“La sieste 2”, 2015, Ninar Esber.
“La sieste 2”, 2015, Ninar Esber.

À l’époque de #metoo et de #notsurprised, le constat fait mal : les femmes artistes demeurent moins nombreuses, moins payées, moins aidées, moins programmées, moins récompensées que leurs alter ego masculins. «Les femmes artistes n’ont pas atteint l’égalité. Elles restent insuffisamment visibles», s’insurge l’artiste Lamia Joreige, également cofondatrice du Beirut Art Center qu’elle a codirigé jusqu’en 2014. Bien sûr, la plupart des galeries libanaises comptent des femmes dans leurs écuries : leur part oscille entre 21 et 43 % parmi les quatre grandes galeries de la capitale (Saleh Barakat, Sfeir-Semler, Tanit et Janine Rubeiz).

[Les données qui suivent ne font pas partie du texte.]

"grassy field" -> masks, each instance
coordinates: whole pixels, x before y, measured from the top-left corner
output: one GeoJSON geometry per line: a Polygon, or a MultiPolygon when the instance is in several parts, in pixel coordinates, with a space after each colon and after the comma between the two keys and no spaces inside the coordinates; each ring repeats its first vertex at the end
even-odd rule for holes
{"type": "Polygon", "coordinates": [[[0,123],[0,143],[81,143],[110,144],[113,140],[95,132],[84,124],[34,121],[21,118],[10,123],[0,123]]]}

Mais ces créatrices restent encore largement malmenées : Saleh Barakat, par exemple, qui a présenté lors de la foire d’Art Dubai (mars 2018), une exposition 100 % femmes autour du thème des jardins mythologiques, n’hésite pas à affirmer que ce choix relève d’une «prise de risque», tant "l’art au féminin" attirerait peu curieux ou collectionneurs. Car c’est bien de cela qu’il s’agit et Nayla Kettaneh, fondatrice de la galerie Tanit de Gemmayzé, le résume dans une formule choc : «Les femmes se vendent moins bien et moins cher.»

Inégalités mondiales

Ce constat, une étude publiée par deux chercheurs de l’Université de Luxembourg en 2017 le relaie au niveau mondial: en analysant plus de 1,5 million d’enchères, réalisées entre 1970 et 2013, les chercheurs ont constaté que les œuvres signées par des hommes s'adjugent en moyenne 47,6 % plus chères que celles réalisées par des femmes. Prix moyen d'une vente : 48 212 dollars pour un homme quand il n’est que de 25 212 dollars pour une femme ! Si on manque de statistiques côté libanais, le différentiel entre le record de l’artiste libanais le mieux vendu lors d’adjudication (605 000 en 2013 pour une toile de Paul Guiragossian) et son concurrent féminin (350 000 dollars en 2017 pour une sculpture de Saloua Raouda Choucair) est presque similaire : 43 % en défaveur du deuxième sexe ! «Aucune femme n’a encore atteint ou dépassé le record d’un homme artiste», assène Abraham Karabajakian, grand collectionneur devant l’éternel (Collection Ka), qui a organisé en 2015 une exposition dédiée aux femmes peintres libanaises dans l’enceinte du centre commercial ABC d’Achrafié.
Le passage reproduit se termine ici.